By 1889, Andrew realised that the newspaper was not selling in the neighbouring county of Yorkshire, and in response to this, he launched the Yorkshire Factory Times. This was followed, in 1890, by the Workman's Times, which was aimed at workers in non-textile trades in Lancashire, Yorkshire and Cheshire. Both of these newspapers moved to support the Independent Labour Party in the early 1890s, and by 1907 both had been sold.

Sales of the newspaper fell from the mid-1900s. By 1910, it was selling 20,000 copies an issue, even as cotton trade union membership grew. Some efforts were made to reinvigorate the paper, adding a prize for the best joke, printed in a "Mirth in the Mill" section, and a cartoon drawn by Sam Fitton. At the start of World War I, it was reduced to six pages, and in 1918 down to four pages, in order to conserve paper. By this point, sales were below 10,000, but Sam Taylor, its long-term editor, resisted significant changes.

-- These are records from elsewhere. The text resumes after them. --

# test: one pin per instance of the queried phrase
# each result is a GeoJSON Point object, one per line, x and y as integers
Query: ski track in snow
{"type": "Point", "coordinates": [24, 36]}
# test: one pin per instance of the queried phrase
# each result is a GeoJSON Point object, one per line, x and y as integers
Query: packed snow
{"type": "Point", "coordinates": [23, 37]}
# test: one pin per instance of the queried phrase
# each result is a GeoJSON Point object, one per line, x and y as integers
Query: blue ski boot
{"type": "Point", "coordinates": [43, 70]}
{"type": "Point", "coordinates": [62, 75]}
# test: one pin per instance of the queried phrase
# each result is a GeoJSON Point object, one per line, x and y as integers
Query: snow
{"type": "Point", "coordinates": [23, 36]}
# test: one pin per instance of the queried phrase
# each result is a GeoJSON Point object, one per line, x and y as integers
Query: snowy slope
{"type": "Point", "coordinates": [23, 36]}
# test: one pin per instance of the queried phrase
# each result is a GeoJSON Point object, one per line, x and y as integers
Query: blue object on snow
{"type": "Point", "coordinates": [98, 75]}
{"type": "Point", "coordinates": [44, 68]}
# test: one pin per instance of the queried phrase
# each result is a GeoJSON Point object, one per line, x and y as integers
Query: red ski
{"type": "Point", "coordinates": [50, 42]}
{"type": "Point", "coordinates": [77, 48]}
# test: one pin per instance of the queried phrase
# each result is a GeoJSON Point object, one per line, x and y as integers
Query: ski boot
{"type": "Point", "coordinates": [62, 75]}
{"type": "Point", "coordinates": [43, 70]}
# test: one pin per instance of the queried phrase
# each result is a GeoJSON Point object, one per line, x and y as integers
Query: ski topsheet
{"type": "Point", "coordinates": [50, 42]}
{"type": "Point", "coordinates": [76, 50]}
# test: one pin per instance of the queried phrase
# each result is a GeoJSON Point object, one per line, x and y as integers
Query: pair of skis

Edward Andrew, John's son, became proprietor of the newspaper following his father's death, in 1906, then his brother William succeeded in 1919. For many years, they avoided making changes, but when Taylor retired in 1932, William appointed James Haslam, with a remit to relaunch the paper. The paper was again increased to eight pages, and the layout updated, while Haslam attempted to make new connections with cotton trade union leaders. Circulation continued to fall, and by 1937, sales were below 2,500. That year, the paper was finally closed.